In my kids, I see these lean, active, energetic young bodies. But I know that without instilling good habits into them...the habits I had to recreate the hard way as an adult...they would have little chance to stay fit and healthy over their lives. And at the same time, I hear about friends who suffered with severe eating disorders. I think it is critical to teach our kids to have healthy attitudes towards food and exercise. I have found that striking a balance of teaching positive, healthy nutritional habits with a focus on fitness and performance and not on calories or physical size is very effective. What do you want to be able to physically "do"? For my teen, it is improve her race times in the pool. For my son, it is be strong and fast to play football (ok, I've tried to fight that one...but we live in the south!). So, we talk about what kind of food will help you build lean fast muscles so they can perform like they want. My 4 year old is also in on it and loves showing off her yoga poses! "Can you do this, mommy?" One day, I told her to finish her broccoli because it will make her strong. "Mommy, I do Crossfit...that makes you strong. Vegetables make you healthy!" Wow! Success! The messages are sinking in (even though they come back out at me with attitude!)

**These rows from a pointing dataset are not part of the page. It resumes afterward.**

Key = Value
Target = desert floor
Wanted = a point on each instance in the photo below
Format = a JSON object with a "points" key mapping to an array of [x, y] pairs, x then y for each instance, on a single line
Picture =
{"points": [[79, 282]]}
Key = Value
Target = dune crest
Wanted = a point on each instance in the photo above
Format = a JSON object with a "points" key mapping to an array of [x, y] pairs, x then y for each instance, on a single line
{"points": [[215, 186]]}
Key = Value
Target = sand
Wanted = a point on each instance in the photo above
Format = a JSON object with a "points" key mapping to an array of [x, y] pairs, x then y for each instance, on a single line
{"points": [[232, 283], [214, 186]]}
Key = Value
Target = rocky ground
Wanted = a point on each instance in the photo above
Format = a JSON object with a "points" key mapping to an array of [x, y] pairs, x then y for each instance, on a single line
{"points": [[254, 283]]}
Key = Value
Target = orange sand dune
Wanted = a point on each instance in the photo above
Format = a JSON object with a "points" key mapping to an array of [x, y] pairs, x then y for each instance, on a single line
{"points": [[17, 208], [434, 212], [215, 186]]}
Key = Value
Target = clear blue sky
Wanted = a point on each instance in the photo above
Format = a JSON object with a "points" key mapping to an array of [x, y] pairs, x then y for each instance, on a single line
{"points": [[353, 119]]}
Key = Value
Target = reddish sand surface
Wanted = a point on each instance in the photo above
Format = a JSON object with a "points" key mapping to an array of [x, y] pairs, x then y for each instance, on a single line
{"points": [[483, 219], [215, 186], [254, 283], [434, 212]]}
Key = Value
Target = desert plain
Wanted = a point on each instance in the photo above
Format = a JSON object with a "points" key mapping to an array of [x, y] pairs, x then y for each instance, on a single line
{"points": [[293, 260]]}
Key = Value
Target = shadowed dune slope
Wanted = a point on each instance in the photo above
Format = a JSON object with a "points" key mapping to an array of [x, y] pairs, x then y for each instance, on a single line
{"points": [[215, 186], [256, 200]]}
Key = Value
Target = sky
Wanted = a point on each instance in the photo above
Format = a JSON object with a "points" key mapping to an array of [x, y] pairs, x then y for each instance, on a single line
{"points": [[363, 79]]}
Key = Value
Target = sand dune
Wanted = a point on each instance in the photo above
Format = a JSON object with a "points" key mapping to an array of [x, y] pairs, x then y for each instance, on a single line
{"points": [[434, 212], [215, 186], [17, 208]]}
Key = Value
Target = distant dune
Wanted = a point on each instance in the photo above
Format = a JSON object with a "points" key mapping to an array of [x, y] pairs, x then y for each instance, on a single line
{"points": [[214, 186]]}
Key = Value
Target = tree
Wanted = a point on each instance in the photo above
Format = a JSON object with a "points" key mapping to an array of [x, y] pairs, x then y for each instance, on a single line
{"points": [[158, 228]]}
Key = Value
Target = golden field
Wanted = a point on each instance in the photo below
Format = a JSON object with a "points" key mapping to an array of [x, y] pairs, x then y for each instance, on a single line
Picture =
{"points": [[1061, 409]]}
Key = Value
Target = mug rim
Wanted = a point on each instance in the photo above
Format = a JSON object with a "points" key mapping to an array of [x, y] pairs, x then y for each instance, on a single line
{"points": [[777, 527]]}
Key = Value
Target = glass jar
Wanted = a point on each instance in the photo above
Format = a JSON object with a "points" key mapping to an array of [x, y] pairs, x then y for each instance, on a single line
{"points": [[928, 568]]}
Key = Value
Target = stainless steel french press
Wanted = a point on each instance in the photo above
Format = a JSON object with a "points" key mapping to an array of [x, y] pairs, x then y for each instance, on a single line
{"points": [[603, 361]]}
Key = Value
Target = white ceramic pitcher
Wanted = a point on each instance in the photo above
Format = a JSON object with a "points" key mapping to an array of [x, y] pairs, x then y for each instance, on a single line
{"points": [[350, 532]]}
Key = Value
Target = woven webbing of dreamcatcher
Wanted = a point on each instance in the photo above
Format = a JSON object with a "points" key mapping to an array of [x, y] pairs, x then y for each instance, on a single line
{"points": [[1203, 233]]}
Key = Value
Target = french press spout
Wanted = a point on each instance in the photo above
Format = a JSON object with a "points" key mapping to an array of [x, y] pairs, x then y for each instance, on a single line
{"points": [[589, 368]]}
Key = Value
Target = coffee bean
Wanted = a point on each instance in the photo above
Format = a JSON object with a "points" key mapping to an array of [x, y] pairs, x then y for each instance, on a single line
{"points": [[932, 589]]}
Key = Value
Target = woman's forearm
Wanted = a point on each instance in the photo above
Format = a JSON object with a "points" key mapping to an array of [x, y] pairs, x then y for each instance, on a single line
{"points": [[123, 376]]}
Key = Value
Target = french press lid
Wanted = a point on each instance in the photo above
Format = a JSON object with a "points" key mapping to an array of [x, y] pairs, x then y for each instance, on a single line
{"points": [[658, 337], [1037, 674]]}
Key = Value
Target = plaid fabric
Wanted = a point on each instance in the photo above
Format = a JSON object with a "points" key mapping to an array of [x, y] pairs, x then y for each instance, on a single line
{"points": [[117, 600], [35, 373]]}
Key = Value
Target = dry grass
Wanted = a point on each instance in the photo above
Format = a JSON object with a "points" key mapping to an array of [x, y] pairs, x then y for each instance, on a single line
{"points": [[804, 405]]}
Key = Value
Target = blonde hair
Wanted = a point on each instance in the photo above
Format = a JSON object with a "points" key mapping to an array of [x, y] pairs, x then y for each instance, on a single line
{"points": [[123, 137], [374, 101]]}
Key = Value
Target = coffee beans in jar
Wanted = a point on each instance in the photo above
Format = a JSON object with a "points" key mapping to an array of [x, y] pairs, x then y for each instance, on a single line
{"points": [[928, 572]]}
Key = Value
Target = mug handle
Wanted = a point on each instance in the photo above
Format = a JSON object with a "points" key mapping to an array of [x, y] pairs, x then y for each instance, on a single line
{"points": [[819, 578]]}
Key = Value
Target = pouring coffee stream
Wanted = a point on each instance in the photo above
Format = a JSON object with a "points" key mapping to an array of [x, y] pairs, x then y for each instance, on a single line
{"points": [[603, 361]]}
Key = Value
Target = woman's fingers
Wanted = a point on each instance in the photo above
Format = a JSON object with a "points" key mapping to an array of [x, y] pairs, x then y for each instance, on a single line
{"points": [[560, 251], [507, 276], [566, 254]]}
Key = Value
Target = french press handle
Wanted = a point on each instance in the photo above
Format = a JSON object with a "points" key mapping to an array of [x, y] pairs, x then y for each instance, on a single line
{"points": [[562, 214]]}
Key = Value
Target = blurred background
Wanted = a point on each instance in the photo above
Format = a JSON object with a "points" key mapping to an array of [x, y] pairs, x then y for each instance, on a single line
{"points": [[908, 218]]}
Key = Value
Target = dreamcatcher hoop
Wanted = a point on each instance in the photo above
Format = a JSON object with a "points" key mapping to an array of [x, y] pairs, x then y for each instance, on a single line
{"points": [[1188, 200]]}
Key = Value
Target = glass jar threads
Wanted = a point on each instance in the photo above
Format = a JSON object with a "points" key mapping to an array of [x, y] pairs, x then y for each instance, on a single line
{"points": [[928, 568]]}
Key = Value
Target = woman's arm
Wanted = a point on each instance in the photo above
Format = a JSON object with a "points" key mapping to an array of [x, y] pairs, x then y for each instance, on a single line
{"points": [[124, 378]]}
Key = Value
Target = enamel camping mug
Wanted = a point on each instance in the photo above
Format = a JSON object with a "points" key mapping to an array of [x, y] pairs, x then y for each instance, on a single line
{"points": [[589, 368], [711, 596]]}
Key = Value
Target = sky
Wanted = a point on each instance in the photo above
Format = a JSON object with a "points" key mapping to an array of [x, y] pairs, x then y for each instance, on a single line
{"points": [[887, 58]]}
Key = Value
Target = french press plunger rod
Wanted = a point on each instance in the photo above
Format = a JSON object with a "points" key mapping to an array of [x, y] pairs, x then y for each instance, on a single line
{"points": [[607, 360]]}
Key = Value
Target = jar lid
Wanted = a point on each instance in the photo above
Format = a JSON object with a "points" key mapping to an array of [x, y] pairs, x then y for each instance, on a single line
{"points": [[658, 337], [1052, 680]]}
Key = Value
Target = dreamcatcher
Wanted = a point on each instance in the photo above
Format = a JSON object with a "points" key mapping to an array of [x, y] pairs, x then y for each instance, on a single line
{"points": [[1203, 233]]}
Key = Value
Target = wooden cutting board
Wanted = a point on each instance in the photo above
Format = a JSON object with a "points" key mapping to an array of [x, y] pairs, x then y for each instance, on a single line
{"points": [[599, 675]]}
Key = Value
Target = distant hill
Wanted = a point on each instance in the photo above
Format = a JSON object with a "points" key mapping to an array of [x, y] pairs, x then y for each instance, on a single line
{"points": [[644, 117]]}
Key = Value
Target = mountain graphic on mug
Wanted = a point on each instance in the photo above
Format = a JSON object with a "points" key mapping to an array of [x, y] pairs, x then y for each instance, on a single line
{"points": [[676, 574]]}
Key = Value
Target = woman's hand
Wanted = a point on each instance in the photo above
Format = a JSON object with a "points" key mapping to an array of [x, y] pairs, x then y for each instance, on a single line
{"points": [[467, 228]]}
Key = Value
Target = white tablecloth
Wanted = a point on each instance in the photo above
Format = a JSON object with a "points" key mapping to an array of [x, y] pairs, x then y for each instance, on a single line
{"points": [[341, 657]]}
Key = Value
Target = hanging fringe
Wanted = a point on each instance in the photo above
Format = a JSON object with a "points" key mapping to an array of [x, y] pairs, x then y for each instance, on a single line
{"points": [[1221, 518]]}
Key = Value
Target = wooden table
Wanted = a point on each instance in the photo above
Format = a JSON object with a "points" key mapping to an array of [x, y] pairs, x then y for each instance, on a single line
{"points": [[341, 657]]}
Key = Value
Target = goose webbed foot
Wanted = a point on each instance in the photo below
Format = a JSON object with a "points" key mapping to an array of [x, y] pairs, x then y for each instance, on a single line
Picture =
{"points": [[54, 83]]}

The kids know that I try to ensure our meals are full of delicious, real, minimally processed foods with great nutritional value. We talk about the important value of each food. They are actually becoming food snobs. My oldest daughter: "Is that homemade?" My son: "Is this grassed beef?" (Really?? You are 10 years old! Grassed beef??). My youngest daughter: "is there sugar in that?" They poke fun at me when I join them in devouring a pizza on occasion. "Mommy's eating pizza?" Sure, I do...on occasion...just like them. I like that balance too: we do sometimes eat pizza or ice cream or chips. But they know the difference between those things and real, wholesome food and they notice when we don't eat our regular menu.
My teen is now very interested in the concept of eating for her performance. She asks me what kind of breakfast she should eat on exam days, or what kind of snack she should eat before swim practice. I love that she asks and for now she still thinks I have the answers...I'll probably become stupid soon, as all parents of teens do. We have decided to train for a 5K to run together in the spring. She said, "I'm not going to stick with you...I'm faster than you!" We shall see about that...
Kids see and hear everything! So, how true it is that we need to be a good example to them. But we also need to make it nearly impossible for them to do the wrong thing. We need to put the food on the table and into their lunches that makes them healthy. We need to make physical activity the norm. And importantly, we need to teach, constantly reinforce, and educate them.
I absolutely love that my kids are close on my tail! To my children: May you always strive to beat your mother, because I'm going to set the bar as high as I possibly can. And then I will secretly gloat as you stumble into your own healthy, physically fit lifestyles as part of that friendly competition! I want moving your bodies and eating well to be habits that are as natural to you as daylight.